Woster: We didn't know how good we had it


Sometimes when the dishes from the evening meal are put away and I’m on the front step watching the sun set over the river bluffs, I wistfully remember being a young boy with no worries but whether I’d get chosen for the pickup game of baseball on the vacant lot in my old neighborhood.

I spend too much time these days reading news sites and social media comments, so I sometimes forget how carefree my young days were here in the middle of South Dakota. My older son, usually when he was leafing through albums of family photographs, used to look at pictures of himself playing backyard games with his friends and say, “We didn’t know how good we had it.” I didn’t either, when I was a kid. I have a hunch that’s true of many grownups.

My young world changed a lot when, before the start of my third grade year, the family moved to Chamberlain. We still owned the farm. My dad still drove the 18 or so miles to work every day. My big brother and I still accompanied him on many weekends. But from about Labor Day to Memorial Day, the family lived in town. Instead of being driven eight miles from the farm to school in Reliance. I could walk five blocks from the house to grade school in Chamberlain.

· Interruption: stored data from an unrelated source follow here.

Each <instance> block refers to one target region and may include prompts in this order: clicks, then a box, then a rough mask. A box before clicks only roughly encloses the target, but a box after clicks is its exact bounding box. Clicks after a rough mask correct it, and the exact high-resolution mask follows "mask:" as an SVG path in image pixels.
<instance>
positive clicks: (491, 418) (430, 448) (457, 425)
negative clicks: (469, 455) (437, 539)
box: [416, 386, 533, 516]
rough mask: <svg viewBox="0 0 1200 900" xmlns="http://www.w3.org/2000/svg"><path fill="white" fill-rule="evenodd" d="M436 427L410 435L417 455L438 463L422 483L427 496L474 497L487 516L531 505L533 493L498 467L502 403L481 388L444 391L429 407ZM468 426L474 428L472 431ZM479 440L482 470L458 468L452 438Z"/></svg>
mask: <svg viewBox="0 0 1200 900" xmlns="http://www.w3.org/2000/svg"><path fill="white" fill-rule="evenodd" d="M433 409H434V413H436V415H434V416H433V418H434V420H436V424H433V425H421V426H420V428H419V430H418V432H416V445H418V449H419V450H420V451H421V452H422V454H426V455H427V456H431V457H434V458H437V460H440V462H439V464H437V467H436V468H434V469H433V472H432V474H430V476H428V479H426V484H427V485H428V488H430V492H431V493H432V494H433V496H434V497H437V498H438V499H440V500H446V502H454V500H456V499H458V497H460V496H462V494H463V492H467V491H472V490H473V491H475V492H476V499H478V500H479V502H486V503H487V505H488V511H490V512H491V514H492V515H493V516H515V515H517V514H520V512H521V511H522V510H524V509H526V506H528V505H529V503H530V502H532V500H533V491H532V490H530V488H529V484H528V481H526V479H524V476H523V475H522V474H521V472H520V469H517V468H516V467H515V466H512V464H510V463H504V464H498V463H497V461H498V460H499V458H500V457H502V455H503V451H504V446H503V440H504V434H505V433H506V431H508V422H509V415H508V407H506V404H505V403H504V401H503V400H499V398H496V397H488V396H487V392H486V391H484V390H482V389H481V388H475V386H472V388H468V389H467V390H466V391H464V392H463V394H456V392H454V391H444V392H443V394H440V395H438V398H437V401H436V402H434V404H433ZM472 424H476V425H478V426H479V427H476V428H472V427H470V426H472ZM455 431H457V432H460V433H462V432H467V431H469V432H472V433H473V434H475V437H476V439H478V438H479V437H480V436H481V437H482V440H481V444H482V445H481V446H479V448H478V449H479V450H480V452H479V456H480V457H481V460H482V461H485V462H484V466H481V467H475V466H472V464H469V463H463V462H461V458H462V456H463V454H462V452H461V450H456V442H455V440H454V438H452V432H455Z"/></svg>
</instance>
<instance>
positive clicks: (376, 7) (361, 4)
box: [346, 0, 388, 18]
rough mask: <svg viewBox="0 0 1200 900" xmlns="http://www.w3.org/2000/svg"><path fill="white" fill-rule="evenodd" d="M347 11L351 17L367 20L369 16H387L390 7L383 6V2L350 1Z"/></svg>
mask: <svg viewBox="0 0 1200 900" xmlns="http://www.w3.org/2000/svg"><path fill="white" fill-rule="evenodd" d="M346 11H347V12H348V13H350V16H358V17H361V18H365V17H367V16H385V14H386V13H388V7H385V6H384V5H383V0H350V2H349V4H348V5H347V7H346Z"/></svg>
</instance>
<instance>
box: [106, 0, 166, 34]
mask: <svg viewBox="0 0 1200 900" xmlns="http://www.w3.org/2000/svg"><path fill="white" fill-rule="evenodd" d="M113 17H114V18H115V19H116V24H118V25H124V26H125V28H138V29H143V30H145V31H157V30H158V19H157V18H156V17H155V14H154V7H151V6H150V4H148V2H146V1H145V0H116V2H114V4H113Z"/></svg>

The change was much more than just being able to walk to school. Living in town meant that after class and on weekends when I wasn’t needed at the farm, I could play with some of my classmates who lived in our neighborhood on the south side of town. Think of that. Instead of going home to the farm and trying to persuade my big brother or my dad to hit pop flies or shoot baskets after supper, I could plan the rest of the day with the guys who shared the walk home on our side of town.

When I look back, I recall how old Highway 16 informally but firmly divided the town for purposes of after-school or weekend play. Kids who lived north of the highway tended to organize their own games and outings. Those of us south of the highway did the same. As we grew older, of course, the two sides merged more and more often. In the grade school days, though, the division was pretty definite.


On our side of town, the go-to place for fun was a vacant lot below Novak’s house, just across the street from where the swimming pool is located these days. We played hours and hours of informal baseball, sometimes with only five or six kids, sometimes with a dozen or more. We made up games to fit the number of kids who showed up, used flat rocks and pieces of wooden plank for bases and played until Mick Nova’s mom yelled from her back door that it was suppertime or to call it a day.

On weekends when we played all-day games at the lot, we’d drop the baseball, bats and gloves wherever we had been playing and run for lunch, confident the equipment would be there when we returned and knowing we’d be able to remember where we’d left off by where our glove or bat lay.

If we tired of baseball, we could grab a basketball and play pickup games at the hoop affixed to the back roof of Marsh’s garage. It didn’t look like much, but the playing surface was flat and 10 feet from the rim. It dried quickly after a rain. I was told some years ago that the owner of the court mixed the dirt with other chemicals to create that surface, specifically so kids in town would be able to play there as often as possible.

We made a lot of noise, both there and on the vacant lot with the makeshift baseball diamond. I don’t recall any neighbors complaining. I guess they understood that kids having a good time make noise. They treated the whole bunch of us as if we were their own children.

That might have been the coolest part about being a kid in those days.